Inquisitions are sure to follow if you’ve won India’s highest civilian honor on the back of a little-known career. At the same time, if that career’s been forged on scientific research, then blame all that’s little-known on media apathy, flick away what fleeting specks of guilt persist, and congratulate the winner for years of “great work” (which of course you didn’t hear about till news portals “broke” the news – even to the point of getting things, as usual, terribly wrong).
Yesterday, it was announced Prof. C.N.R. Rao of the Jawaharlal Nehru Centre for Advanced Scientific Research (JNCASR), a chemist, was being awarded the Bharat Ratna for his prolific research and, presumably, his contributions to science education in India. In a career spanning more than 50 years, Rao helped set up the JNCASR and was pivotal in establishing the five IISERs (Kolkata, Pune, Mohali, Bhopal and Thiruvananthapuram). In between, he was the Chairman of the Scientific Advisory Council for four Indian Prime Ministers: Rajiv Gandhi, Deve Gowda, I.K. Gujral and Manmohan Singh.
As a researcher, Rao works in solid-state and structural chemistry and superconductivity, with more than 1,500 published papers and an h-index of 90. He was made a Fellow of the Royal Society in 1982, received the Hughes Medal in 2000; the Indian Science Award in 2004; and the French Legion of Honour in 2005. He’s received various other awards, too, and has honorary PhDs from over 50 universities the world over. All these distinctions, and more, have been covered by journalists in their reports published, and continuing to be published, hours after the PMO announced that he’d be conferred India’s highest civilian award.
What was conspicuously missing from the coverage was Rao’s involvement in a series of plagiarism charges levelled against him for papers of his published through 2011 and 2012. Both of India’s two most widely-read English dailies didn’t include it in their reports, while a third, smaller publication had a mention in its last line (I didn’t bother to check other publications – but imagine, between the two biggies, some 9.8 million readers in the country haven’t been reminded about what Rao was engaged in). Why would news-channels choose to leave it out? Some reasons could be…
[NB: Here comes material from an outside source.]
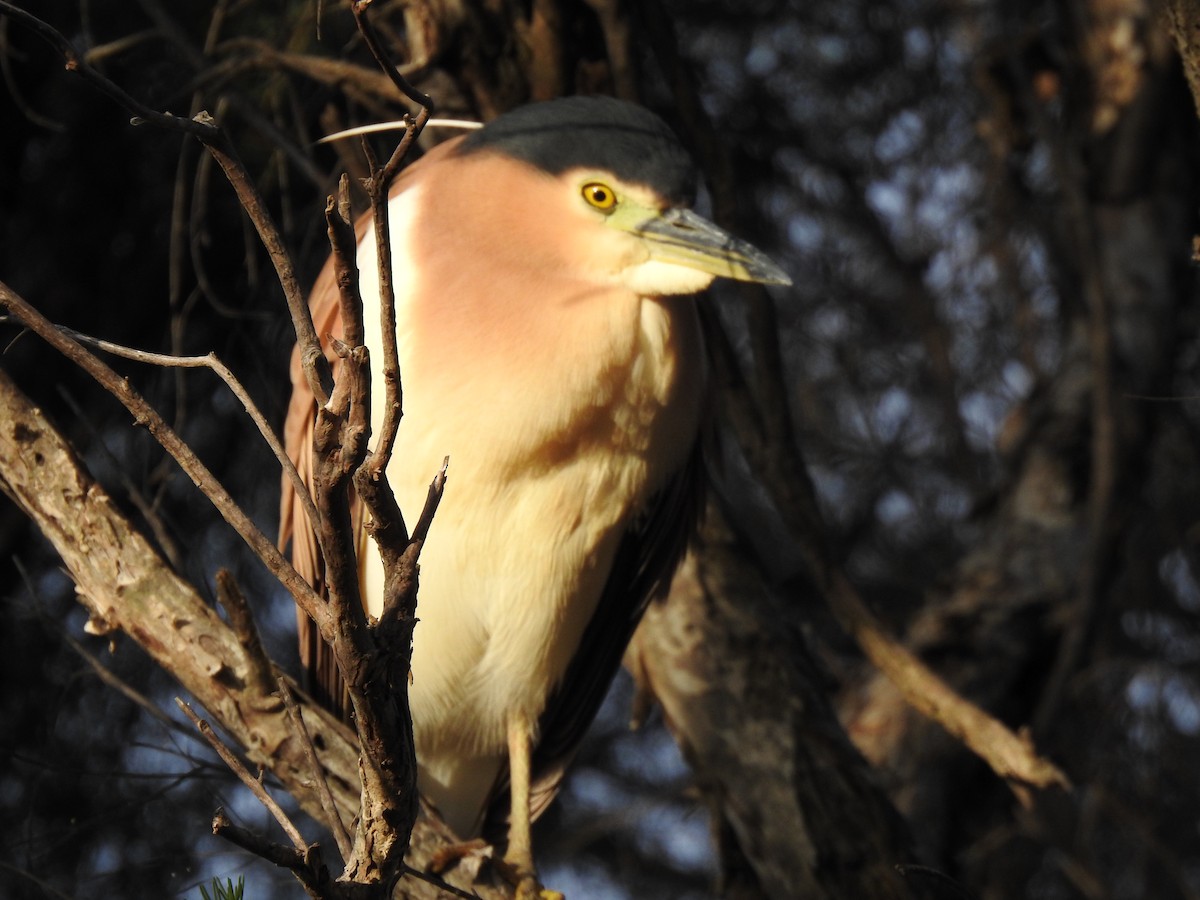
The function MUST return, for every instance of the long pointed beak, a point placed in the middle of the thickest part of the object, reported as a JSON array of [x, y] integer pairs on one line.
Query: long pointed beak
[[681, 237]]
- Rao didn’t engage in plagiarism, just that one of his co-authors, a student tasked with writing the introductory elements of the paper, did.
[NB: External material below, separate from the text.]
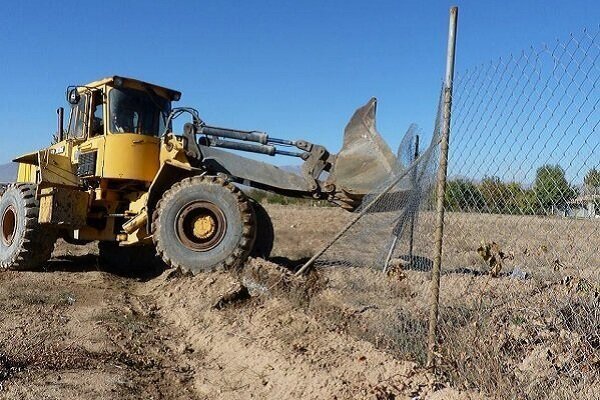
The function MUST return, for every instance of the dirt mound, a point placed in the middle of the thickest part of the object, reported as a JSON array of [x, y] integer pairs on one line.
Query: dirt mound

- Rao has published over 1,500 papers; even in the papers where plagiarised content was found, the experiments and results were original. These charges are, thus, freak occurrences.
- It’s a tiny blip on an illustrious career, and with a Bharat Ratna in the picture, minor charges of plagiarism can be left out because they don’t contribute to the “effect” of the man.
This is where I’d remind you about a smart Op-ed by IMS researcher Rahul Siddharthan that appeared in The Hindu on March 9, 2012. Here’s a line from the paper that points to the concerns I have with Rao:
Unfortunately, the senior authors (Rao, who was the last author, and S.B. Krupanidhi of IISc, Bangalore) did three other things. They both publicly blamed the first author, a graduate student of Krupanidhi. They both denied that it was plagiarism. And Rao declared that he had had little personal involvement with this paper.
If any of the three excuses listed above are being cited by journalists, Siddharthan’s piece defeats them, instead drawing forth a caricature of Rao and his character that seem disagreeable. I would like to think that Rao was simply absent-minded, but I’m unable to. Siddharthan’s words make Rao sound as if he was disgruntled with an unexpected outcome, that it was as a result of simply neglecting to supervise work that he wanted to end up taking credit for – no matter that the experiments and results presented in the paper were original.
To wit, here’s another paragraph from Siddharthan’s piece:
Rao and his colleagues were undoubtedly aware of the previous paper, since they plagiarised from it; yet they cite it only once, briefly and without discussion, in the introduction. Not only do they fail to compare their results with a very relevant prior publication: they nowhere even hint to the reader that such work exists.
To be clear, my grouse isn’t with C.N.R. Rao winning the Bharat Ratna but the lightness with which newspapers have chosen to suppress the fact that Rao, in some way, was unaware (or, equally bad, aware) about plagiarised content in his work.
Worse, in an article by K.S. Jayaraman in Nature in February 2012, Rao speaks about the importance of good language skills among students, and the need for an institutional mechanism to enforce it. In an interview published in Current Science in May 2011, he talks about the importance of grooming youngsters and providing the supportive environment he thinks mandatory for them to succeed. Is this Rao leading by example, then, to show the dire need for such mechanisms and environments?
While an exalted picture of him persists into Day 2 in the Indian mainstream media, I remember that at the moment of announcement, many of my scientist- and science-writing-friends expressed mild confusion over the choice. First thought: Surely there were others? A few minutes later: But why? An hour later: Is he in the league of Raman or Kalam? These giants of Indian science and technology commanded a public perception that transcended their work.
Then again, are all these questions being raised simply in the wake of years of media apathy toward Rao’s work in the public sphere?